Internet véhicule actuellement un document d’anthologie, « Le règlement intérieur de la Vinaigrerie Dessaux de 1880 », lequel n’impressionne pas ma génération du Front Populaire. En effet dans ces entreprises moyennes pour leur époque, le règlement intérieur était celui de leur XIXème siècle qui a perduré jusqu’à la Libération, c’est-à-dire que le XXème siècle a réellement commencé chez nous en 1945, avec donc presque 50 ans de retard. Il comportait 14 articles traitant aussi bien des horaires de travail, des prières, de l’habillement, du charbon à fournir durant la saison froide, des appels de la nature (sic) que des interdictions, des travaux de nettoyage, avec en point d’orgue son article XIII fixant les salaires hebdomadaires : cadets, jusqu’à 11 ans : 0,50 F, juniors, jusqu’à 14 ans : 1,45 F, jeunes : 3,25 F, employés : 7,50 F, seniors, après 15 ans de maison : 14,50 F. Tout le monde bien entendu l’a oublié ! Nos historiens d’alors et nos économistes d’aujourd’hui n’ont guère analysé toute cette époque qui allait de la guerre de 70 à la fin de celle de 40, en passant par celle de 14. Notre économie n’avait pratiquement pas évolué dans ses mentalités et ses comportements, pour la raison bien simple que notre empire colonial accaparait en priorité tous les soins, les efforts et les moyens de notre 3ème République.
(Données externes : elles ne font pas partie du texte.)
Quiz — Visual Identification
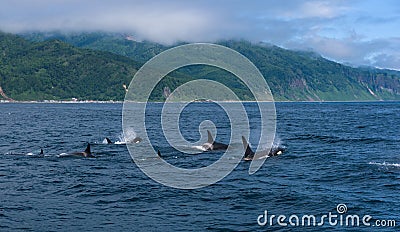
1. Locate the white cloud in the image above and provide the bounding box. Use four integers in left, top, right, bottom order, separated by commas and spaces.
0, 0, 400, 69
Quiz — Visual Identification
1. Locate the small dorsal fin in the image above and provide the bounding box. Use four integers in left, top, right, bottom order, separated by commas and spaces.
207, 130, 214, 144
242, 136, 254, 159
85, 143, 92, 154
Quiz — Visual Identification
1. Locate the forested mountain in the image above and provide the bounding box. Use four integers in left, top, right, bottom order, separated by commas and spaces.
0, 33, 400, 101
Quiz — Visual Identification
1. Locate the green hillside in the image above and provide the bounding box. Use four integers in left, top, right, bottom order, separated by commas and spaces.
25, 33, 400, 101
4, 33, 400, 101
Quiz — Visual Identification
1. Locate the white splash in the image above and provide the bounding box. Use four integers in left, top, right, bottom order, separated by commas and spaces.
368, 162, 400, 167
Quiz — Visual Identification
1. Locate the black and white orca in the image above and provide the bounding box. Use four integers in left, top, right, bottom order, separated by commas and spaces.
242, 136, 285, 161
103, 137, 112, 144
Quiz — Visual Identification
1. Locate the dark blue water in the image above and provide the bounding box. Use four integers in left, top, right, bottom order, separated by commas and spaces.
0, 103, 400, 231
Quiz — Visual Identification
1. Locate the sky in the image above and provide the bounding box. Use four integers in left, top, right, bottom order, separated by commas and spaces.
0, 0, 400, 70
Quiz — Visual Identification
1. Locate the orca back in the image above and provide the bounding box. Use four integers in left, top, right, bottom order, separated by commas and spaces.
207, 130, 214, 144
242, 136, 254, 159
85, 143, 92, 154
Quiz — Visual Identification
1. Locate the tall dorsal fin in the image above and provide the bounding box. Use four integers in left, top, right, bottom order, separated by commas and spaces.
242, 136, 254, 159
85, 143, 92, 154
207, 130, 214, 144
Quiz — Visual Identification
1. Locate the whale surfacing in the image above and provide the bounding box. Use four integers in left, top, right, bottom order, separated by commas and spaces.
242, 136, 285, 161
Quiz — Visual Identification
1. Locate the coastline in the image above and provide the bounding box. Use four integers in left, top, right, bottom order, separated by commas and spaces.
0, 99, 400, 104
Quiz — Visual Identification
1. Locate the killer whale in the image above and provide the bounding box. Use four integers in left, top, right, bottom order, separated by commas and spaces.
242, 136, 285, 161
103, 137, 142, 145
59, 143, 94, 158
201, 130, 228, 151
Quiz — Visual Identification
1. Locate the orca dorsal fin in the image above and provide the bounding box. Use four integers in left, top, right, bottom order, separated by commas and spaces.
85, 143, 92, 154
242, 136, 254, 159
207, 130, 214, 144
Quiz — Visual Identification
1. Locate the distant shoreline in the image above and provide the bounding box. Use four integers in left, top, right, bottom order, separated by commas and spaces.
0, 100, 400, 104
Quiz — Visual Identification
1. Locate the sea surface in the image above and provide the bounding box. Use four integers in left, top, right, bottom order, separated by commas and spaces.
0, 102, 400, 231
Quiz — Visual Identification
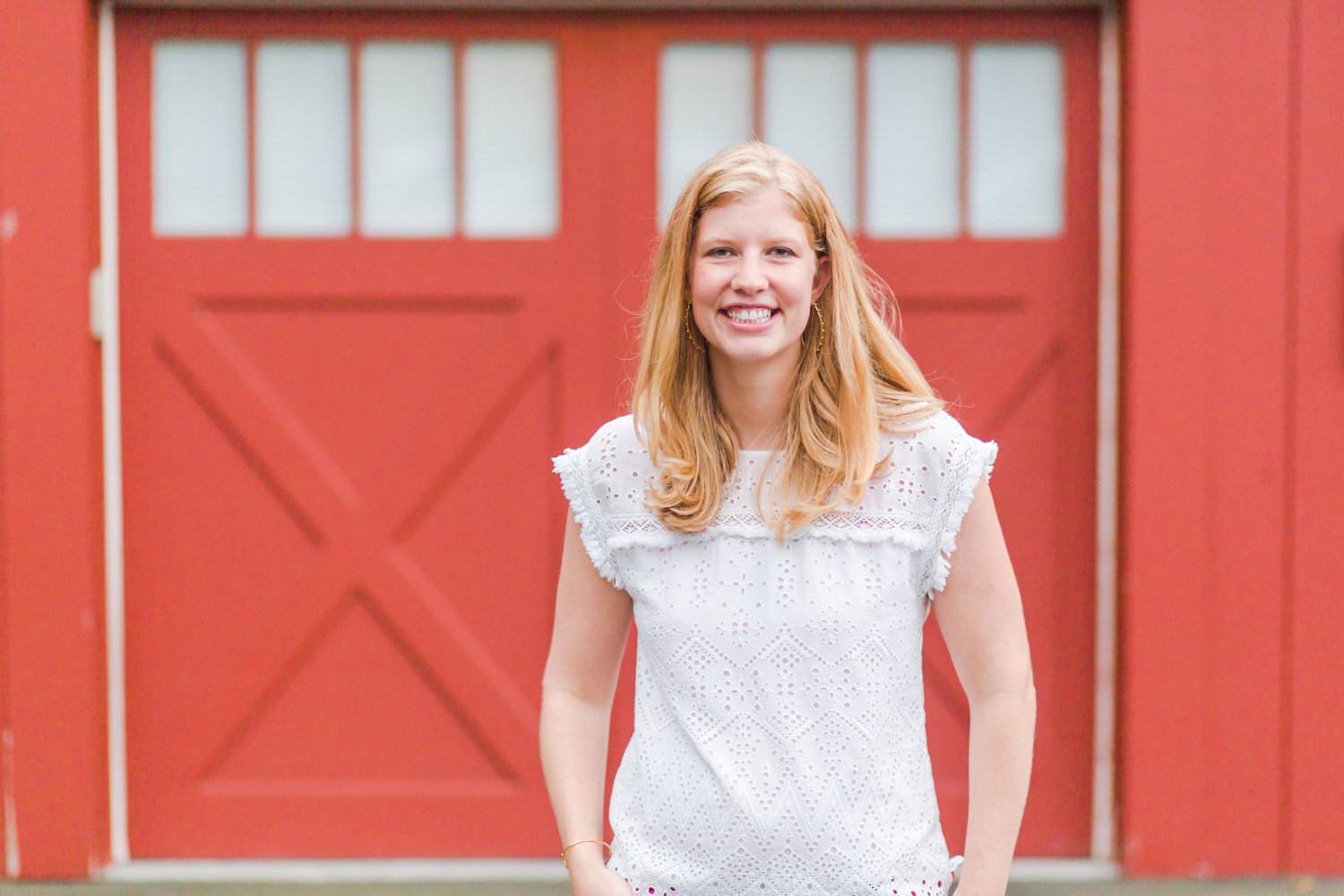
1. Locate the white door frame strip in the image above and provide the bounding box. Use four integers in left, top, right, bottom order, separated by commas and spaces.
91, 0, 131, 864
94, 0, 1121, 882
1091, 0, 1120, 863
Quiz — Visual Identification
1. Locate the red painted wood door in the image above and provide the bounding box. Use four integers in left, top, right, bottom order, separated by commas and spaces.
118, 12, 1098, 857
118, 12, 617, 857
605, 13, 1099, 856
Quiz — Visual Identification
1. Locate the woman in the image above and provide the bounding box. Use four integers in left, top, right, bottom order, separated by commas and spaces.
542, 142, 1035, 896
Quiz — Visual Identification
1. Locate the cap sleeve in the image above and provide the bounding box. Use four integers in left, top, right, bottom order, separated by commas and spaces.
551, 442, 625, 589
919, 414, 999, 599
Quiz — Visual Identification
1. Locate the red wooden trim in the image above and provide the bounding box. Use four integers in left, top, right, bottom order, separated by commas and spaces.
117, 0, 1104, 12
1120, 0, 1292, 874
1285, 0, 1344, 874
0, 0, 108, 877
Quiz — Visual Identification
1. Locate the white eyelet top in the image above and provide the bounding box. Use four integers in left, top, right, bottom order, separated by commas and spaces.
556, 412, 997, 896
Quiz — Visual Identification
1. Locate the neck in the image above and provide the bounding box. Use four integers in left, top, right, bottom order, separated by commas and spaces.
710, 347, 798, 452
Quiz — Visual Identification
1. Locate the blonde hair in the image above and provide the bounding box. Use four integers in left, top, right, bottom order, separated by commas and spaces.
632, 141, 943, 541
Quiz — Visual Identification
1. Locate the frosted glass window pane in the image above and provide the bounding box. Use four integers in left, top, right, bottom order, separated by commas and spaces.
257, 40, 351, 237
359, 41, 453, 237
865, 43, 961, 237
462, 41, 561, 237
151, 40, 247, 237
969, 43, 1064, 237
763, 44, 859, 229
659, 43, 752, 221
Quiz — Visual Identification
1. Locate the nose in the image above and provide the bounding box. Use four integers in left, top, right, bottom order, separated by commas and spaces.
733, 254, 769, 294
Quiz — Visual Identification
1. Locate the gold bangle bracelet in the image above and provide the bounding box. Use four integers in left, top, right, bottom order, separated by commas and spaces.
561, 837, 612, 869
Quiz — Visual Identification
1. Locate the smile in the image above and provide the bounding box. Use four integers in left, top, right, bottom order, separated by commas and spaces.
723, 307, 776, 323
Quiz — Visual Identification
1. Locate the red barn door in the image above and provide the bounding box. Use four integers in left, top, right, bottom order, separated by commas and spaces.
118, 12, 617, 857
605, 13, 1099, 857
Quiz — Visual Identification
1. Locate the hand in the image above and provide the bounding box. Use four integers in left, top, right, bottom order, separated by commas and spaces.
570, 863, 631, 896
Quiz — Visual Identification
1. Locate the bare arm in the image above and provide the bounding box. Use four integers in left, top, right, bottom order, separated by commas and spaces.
933, 479, 1037, 896
540, 511, 632, 896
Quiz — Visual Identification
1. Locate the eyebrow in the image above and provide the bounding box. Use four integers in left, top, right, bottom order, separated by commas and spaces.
696, 234, 808, 246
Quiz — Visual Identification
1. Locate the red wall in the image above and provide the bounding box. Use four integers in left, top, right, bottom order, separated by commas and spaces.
1120, 0, 1344, 874
0, 0, 108, 877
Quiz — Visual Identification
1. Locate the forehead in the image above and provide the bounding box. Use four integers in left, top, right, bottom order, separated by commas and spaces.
696, 189, 811, 243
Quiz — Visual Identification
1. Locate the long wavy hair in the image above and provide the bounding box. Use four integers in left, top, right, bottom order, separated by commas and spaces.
632, 141, 943, 541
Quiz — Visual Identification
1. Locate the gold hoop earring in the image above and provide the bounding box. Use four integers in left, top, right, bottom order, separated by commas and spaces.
682, 302, 704, 355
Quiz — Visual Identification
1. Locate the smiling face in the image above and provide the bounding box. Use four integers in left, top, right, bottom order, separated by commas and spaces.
691, 189, 831, 371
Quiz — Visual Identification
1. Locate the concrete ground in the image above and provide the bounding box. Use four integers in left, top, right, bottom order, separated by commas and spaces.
0, 877, 1344, 896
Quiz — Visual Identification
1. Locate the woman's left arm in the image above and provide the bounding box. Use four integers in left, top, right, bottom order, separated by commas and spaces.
933, 478, 1037, 896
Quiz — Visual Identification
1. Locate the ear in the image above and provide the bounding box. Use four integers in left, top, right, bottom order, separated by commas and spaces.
812, 255, 831, 301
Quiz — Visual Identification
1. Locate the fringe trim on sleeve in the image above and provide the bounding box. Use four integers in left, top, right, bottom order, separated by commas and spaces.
921, 439, 999, 600
551, 449, 625, 589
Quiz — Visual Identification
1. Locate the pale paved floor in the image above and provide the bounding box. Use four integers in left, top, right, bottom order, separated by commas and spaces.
0, 877, 1344, 896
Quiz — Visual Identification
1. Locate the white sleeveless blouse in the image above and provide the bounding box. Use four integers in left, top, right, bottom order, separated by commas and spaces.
556, 412, 997, 896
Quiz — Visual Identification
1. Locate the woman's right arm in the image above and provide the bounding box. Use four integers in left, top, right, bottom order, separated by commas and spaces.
540, 511, 632, 896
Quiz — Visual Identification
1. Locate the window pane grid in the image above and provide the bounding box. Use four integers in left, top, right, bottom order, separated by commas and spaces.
151, 38, 561, 239
658, 40, 1066, 239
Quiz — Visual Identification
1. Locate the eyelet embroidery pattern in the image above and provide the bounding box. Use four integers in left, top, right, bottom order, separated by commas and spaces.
556, 414, 996, 896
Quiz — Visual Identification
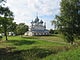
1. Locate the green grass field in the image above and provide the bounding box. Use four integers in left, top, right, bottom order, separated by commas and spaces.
0, 35, 80, 60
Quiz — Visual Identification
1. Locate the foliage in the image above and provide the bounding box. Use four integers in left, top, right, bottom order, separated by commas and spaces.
49, 29, 54, 34
56, 0, 80, 44
16, 23, 29, 35
0, 6, 13, 40
0, 36, 2, 40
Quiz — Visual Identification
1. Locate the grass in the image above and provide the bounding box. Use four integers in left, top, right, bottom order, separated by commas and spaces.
0, 36, 65, 50
43, 47, 80, 60
0, 35, 80, 60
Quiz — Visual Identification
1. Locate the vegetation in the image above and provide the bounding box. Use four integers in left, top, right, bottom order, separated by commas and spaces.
0, 35, 79, 60
0, 0, 14, 40
15, 23, 29, 35
52, 0, 80, 44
Prenons l’exemple de la paysannerie française entre les deux guerres. Il a fallu que l’armée américaine du Général Pershing y participât pour que leurs soldats se rendissent compte sur le front de la situation de notre ruralité à l’époque, dont les méthodes s’apparentaient encore à celles du XIXème siècle. C’est ainsi qu’à leur retour aux U.S.A., les fils ou petits-fils combattants des deux magnats de l’industrie agricole John Deeree et Mac Cormick suggérèrent à leur père ou grand-père respectif de mettre gratuitement à la disposition du gouvernement français leurs stocks de matériel en cours de remplacement par leurs nouveaux modèles alors en chaînes de fabrication. Ce qui fut fait, gratuitement d’ailleurs, sorte de Plan Marshall d’avant la lettre. Les Domaines français s’en saisirent, mais le firent payer à nos paysans qui s’en équipèrent notamment dans nos régions libérées, c’est-à-dire celles qui avaient subi de plein fouet les combats de la guerre de 14. Notre Loterie nationale proposait d’ailleurs une tranche qui porta cette appellation pendant de nombreuses années, la tranche des Régions Libérées. Cet épisode rural, s’il fut une parenthèse qui boosta notre agriculture de l’entre-deux guerres, ne changea pourtant pas d’un iota la politique d’atermoiements de notre 3ème République. Elle perdura par exemple avec notre Ligne Maginot, derrière laquelle nos états-majors purent concocter paisiblement leurs manœuvres défensives. Leurs homologues américains, sans doute moins prompts que leurs industriels anciens combattants, nous laissèrent faire, alors que l’axe Hitler-Mussolini réarmait à tout-va, et que l’Italie s’entraînait en Ethiopie puis plus tard les deux compères de conserve en Espagne.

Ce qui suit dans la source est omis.